BOCA RATON, Fla., March 14, 2024 (GLOBE NEWSWIRE) -- First Wave BioPharma, Inc., (NASDAQ: FWBI), (“First Wave BioPharma” or the “Company”), a clinical-stage biopharmaceutical company specializing in the development of targeted, non-systemic therapies for gastrointestinal (GI) diseases, today announced it has acquired ImmunogenX in an all-stock transaction with the combined company focused on advancing a GI pipeline comprised of multiple, late-stage clinical assets, including latiglutenase, a potentially first-in-class, near Phase 3-ready, targeted, oral biotherapeutic for celiac disease. James Sapirstein will continue to serve as Chairman and Chief Executive Officer of First Wave BioPharma with Jack Syage, Ph.D., previously the Chief Executive Officer and Co-Founder of ImmunogenX, assuming the role of President and Chief Operating Officer of First Wave BioPharma. Dr. Syage and Dr. Chaitan Khosla will also join the board of directors of First Wave BioPharma.

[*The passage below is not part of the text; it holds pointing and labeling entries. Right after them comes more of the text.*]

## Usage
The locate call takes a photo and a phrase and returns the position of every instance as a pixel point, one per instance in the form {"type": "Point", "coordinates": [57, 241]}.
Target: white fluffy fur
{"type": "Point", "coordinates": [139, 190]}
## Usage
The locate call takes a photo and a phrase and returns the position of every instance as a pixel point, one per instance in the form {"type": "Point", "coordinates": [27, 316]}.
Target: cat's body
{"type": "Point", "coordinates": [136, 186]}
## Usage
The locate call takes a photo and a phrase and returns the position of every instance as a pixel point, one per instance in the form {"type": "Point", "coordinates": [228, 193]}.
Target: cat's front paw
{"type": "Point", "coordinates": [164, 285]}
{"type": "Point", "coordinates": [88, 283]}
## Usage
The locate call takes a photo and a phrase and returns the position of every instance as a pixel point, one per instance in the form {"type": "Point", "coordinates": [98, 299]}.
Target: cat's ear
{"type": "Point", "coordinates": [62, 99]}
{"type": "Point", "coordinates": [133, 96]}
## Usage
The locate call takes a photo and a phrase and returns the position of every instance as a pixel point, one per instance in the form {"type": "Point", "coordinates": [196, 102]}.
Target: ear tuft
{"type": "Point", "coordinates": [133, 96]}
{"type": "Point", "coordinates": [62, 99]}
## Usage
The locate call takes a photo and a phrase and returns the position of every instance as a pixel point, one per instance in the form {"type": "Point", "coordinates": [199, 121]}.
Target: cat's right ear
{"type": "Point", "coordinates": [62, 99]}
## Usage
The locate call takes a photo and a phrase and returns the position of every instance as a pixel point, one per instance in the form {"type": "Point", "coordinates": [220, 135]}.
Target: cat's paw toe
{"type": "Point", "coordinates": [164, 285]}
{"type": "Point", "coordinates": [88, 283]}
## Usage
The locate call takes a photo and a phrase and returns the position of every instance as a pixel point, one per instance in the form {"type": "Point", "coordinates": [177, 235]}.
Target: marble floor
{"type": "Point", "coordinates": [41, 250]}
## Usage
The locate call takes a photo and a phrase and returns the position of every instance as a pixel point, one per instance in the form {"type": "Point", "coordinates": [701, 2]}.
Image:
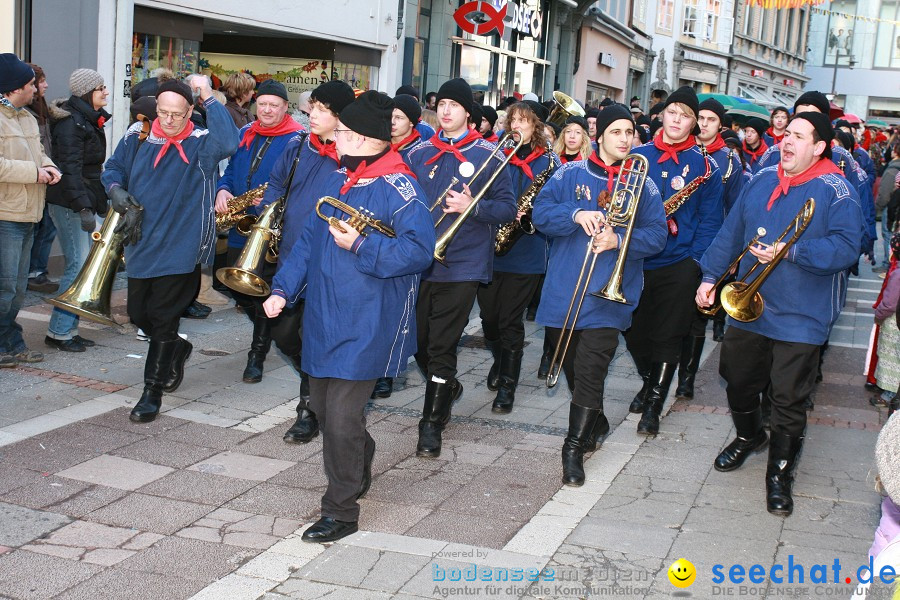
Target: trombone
{"type": "Point", "coordinates": [741, 300]}
{"type": "Point", "coordinates": [621, 213]}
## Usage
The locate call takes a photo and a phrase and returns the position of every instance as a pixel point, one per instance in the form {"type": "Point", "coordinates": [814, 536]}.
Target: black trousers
{"type": "Point", "coordinates": [155, 304]}
{"type": "Point", "coordinates": [749, 361]}
{"type": "Point", "coordinates": [442, 313]}
{"type": "Point", "coordinates": [588, 356]}
{"type": "Point", "coordinates": [286, 328]}
{"type": "Point", "coordinates": [340, 405]}
{"type": "Point", "coordinates": [664, 313]}
{"type": "Point", "coordinates": [503, 302]}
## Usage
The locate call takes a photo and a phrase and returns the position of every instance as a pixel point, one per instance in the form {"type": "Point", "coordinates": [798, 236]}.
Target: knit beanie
{"type": "Point", "coordinates": [335, 95]}
{"type": "Point", "coordinates": [13, 73]}
{"type": "Point", "coordinates": [370, 115]}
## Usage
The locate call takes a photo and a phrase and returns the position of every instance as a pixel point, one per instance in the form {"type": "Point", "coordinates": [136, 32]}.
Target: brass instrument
{"type": "Point", "coordinates": [741, 300]}
{"type": "Point", "coordinates": [621, 213]}
{"type": "Point", "coordinates": [90, 294]}
{"type": "Point", "coordinates": [565, 108]}
{"type": "Point", "coordinates": [440, 248]}
{"type": "Point", "coordinates": [236, 215]}
{"type": "Point", "coordinates": [508, 234]}
{"type": "Point", "coordinates": [359, 219]}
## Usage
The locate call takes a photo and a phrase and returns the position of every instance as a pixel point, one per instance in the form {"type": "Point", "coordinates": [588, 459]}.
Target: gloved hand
{"type": "Point", "coordinates": [121, 200]}
{"type": "Point", "coordinates": [88, 222]}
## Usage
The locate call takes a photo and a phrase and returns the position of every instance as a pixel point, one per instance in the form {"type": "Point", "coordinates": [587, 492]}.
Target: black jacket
{"type": "Point", "coordinates": [79, 150]}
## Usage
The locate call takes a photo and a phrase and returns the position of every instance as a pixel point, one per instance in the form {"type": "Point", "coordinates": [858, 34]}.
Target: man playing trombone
{"type": "Point", "coordinates": [571, 209]}
{"type": "Point", "coordinates": [777, 338]}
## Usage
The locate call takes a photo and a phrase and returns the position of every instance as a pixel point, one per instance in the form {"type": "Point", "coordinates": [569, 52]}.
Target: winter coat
{"type": "Point", "coordinates": [79, 149]}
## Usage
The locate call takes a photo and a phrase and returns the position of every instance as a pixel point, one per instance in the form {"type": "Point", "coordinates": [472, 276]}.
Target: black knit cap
{"type": "Point", "coordinates": [712, 105]}
{"type": "Point", "coordinates": [822, 126]}
{"type": "Point", "coordinates": [816, 99]}
{"type": "Point", "coordinates": [610, 114]}
{"type": "Point", "coordinates": [179, 87]}
{"type": "Point", "coordinates": [270, 87]}
{"type": "Point", "coordinates": [370, 115]}
{"type": "Point", "coordinates": [457, 90]}
{"type": "Point", "coordinates": [335, 95]}
{"type": "Point", "coordinates": [410, 107]}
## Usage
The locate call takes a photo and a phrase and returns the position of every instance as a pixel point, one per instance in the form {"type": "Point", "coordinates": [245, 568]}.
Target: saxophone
{"type": "Point", "coordinates": [236, 216]}
{"type": "Point", "coordinates": [509, 234]}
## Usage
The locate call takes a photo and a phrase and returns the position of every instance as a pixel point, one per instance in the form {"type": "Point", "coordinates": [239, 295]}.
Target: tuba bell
{"type": "Point", "coordinates": [90, 294]}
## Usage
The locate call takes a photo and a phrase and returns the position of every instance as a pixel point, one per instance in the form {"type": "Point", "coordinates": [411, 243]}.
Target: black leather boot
{"type": "Point", "coordinates": [439, 397]}
{"type": "Point", "coordinates": [178, 351]}
{"type": "Point", "coordinates": [660, 379]}
{"type": "Point", "coordinates": [494, 374]}
{"type": "Point", "coordinates": [259, 347]}
{"type": "Point", "coordinates": [751, 437]}
{"type": "Point", "coordinates": [783, 453]}
{"type": "Point", "coordinates": [581, 424]}
{"type": "Point", "coordinates": [155, 370]}
{"type": "Point", "coordinates": [691, 349]}
{"type": "Point", "coordinates": [510, 368]}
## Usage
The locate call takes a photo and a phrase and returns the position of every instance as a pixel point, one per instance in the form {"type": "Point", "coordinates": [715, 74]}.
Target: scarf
{"type": "Point", "coordinates": [672, 150]}
{"type": "Point", "coordinates": [523, 163]}
{"type": "Point", "coordinates": [324, 148]}
{"type": "Point", "coordinates": [785, 182]}
{"type": "Point", "coordinates": [287, 125]}
{"type": "Point", "coordinates": [156, 129]}
{"type": "Point", "coordinates": [388, 163]}
{"type": "Point", "coordinates": [451, 147]}
{"type": "Point", "coordinates": [407, 140]}
{"type": "Point", "coordinates": [612, 172]}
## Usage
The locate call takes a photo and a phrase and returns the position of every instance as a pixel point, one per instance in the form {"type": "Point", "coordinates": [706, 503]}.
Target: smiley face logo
{"type": "Point", "coordinates": [682, 573]}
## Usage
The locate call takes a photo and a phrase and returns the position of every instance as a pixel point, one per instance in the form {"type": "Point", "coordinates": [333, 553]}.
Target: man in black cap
{"type": "Point", "coordinates": [781, 347]}
{"type": "Point", "coordinates": [358, 323]}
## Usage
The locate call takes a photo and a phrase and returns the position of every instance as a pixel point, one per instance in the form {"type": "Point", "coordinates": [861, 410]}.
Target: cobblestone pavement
{"type": "Point", "coordinates": [208, 502]}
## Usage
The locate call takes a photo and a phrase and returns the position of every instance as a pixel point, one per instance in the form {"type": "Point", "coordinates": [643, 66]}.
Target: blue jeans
{"type": "Point", "coordinates": [75, 244]}
{"type": "Point", "coordinates": [15, 255]}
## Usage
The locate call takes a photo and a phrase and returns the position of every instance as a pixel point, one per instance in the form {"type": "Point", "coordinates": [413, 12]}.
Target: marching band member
{"type": "Point", "coordinates": [782, 345]}
{"type": "Point", "coordinates": [517, 275]}
{"type": "Point", "coordinates": [448, 290]}
{"type": "Point", "coordinates": [262, 143]}
{"type": "Point", "coordinates": [360, 294]}
{"type": "Point", "coordinates": [666, 310]}
{"type": "Point", "coordinates": [567, 211]}
{"type": "Point", "coordinates": [163, 188]}
{"type": "Point", "coordinates": [316, 159]}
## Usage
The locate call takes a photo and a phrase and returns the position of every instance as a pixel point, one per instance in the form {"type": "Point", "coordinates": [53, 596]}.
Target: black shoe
{"type": "Point", "coordinates": [327, 529]}
{"type": "Point", "coordinates": [71, 345]}
{"type": "Point", "coordinates": [660, 379]}
{"type": "Point", "coordinates": [751, 437]}
{"type": "Point", "coordinates": [384, 387]}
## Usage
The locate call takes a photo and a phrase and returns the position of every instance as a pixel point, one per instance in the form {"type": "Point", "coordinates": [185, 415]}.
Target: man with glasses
{"type": "Point", "coordinates": [163, 189]}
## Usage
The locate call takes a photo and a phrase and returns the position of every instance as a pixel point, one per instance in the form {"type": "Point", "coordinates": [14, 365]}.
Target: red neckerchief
{"type": "Point", "coordinates": [612, 172]}
{"type": "Point", "coordinates": [324, 148]}
{"type": "Point", "coordinates": [775, 137]}
{"type": "Point", "coordinates": [755, 155]}
{"type": "Point", "coordinates": [443, 146]}
{"type": "Point", "coordinates": [388, 164]}
{"type": "Point", "coordinates": [524, 163]}
{"type": "Point", "coordinates": [672, 150]}
{"type": "Point", "coordinates": [407, 140]}
{"type": "Point", "coordinates": [156, 129]}
{"type": "Point", "coordinates": [822, 167]}
{"type": "Point", "coordinates": [287, 125]}
{"type": "Point", "coordinates": [717, 144]}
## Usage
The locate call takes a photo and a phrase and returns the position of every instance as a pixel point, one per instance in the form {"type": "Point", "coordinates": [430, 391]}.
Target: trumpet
{"type": "Point", "coordinates": [741, 300]}
{"type": "Point", "coordinates": [621, 213]}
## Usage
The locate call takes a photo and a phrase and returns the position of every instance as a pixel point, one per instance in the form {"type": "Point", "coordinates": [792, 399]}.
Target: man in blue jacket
{"type": "Point", "coordinates": [359, 319]}
{"type": "Point", "coordinates": [163, 187]}
{"type": "Point", "coordinates": [802, 296]}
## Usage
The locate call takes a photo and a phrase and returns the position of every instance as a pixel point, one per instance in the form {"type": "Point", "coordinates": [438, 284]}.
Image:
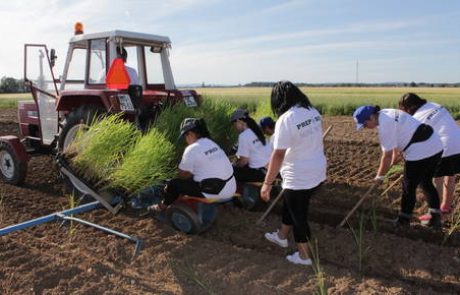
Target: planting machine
{"type": "Point", "coordinates": [95, 81]}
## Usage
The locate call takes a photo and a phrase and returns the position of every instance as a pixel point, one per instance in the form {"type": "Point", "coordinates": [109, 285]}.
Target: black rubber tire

First Wave BioPharma intends to license the commercial rights to latiglutenase in the United States and Canada to a strategic global pharmaceutical company which will commercialize latiglutenase following receipt of marketing approval. First Wave BioPharma will also seek to secure financing commitments from a syndicate of institutional healthcare investors to fund the ongoing development of latiglutenase. The closing of a strategic licensing agreement and any other financings would be contingent upon the satisfaction of a number of conditions, including customary due diligence, the negotiation and execution of definitive agreements, Board approval and receipt of all required third-party (including governmental) approvals, licenses, consents, and clearances, as and when applicable.

Latiglutenase, an oral biotherapeutic composed of two gluten-specific recombinant proteases, has demonstrated effectiveness in reducing intestinal damage and alleviating symptoms of celiac disease in two Phase 2 trials involving approximately 200 patients. The Phase 3 clinical plan for latiglutenase has been reviewed by the GI Division of the U.S. Food and Drug Administration (FDA) and the trials are anticipated to begin in early 2025.

“Completion of the acquisition of ImmunogenX and the addition of latiglutenase to our clinical pipeline is a transformative event for First Wave BioPharma as it provides our company with a Phase 3-ready asset in a multibillion-dollar GI market – celiac disease – for which no approved pharmacologic treatment currently exists,” stated Mr. Sapirstein. “Given this enormous potential, we are working with Dr. Syage and his team to advance the regulatory, manufacturing, and clinical processes that would enable the initiation of the pivotal Phase 3 clinical trials of latiglutenase in 2025. To that end, we will seek to develop latiglutenase by completing an agreement with a global pharmaceutical company to provide First Wave with non-dilutive financing in exchange for U.S. and Canadian rights to the drug and to obtain financing with a syndicate of leading institutional healthcare funds in 2H’24. We expect to finalize these agreements prior to initiating preparatory work for the Phase 3 latiglutenase trials.”

Dr. Syage commented: “I am excited to join First Wave BioPharma and advance the company’s mission to become a leading developer of targeted, orally delivered therapeutics for GI diseases. We believe latiglutenase has the potential to transform the treatment of celiac disease with data from two prior Phase 2 trials indicating the therapy is well tolerated and effective in degrading the key gluten proteins responsible for intestinal damage and celiac disease symptoms. This merger with First Wave will provide the support needed to propel the development of latiglutenase, a program that has already received significant NIH grant funding and encouragement from the FDA.”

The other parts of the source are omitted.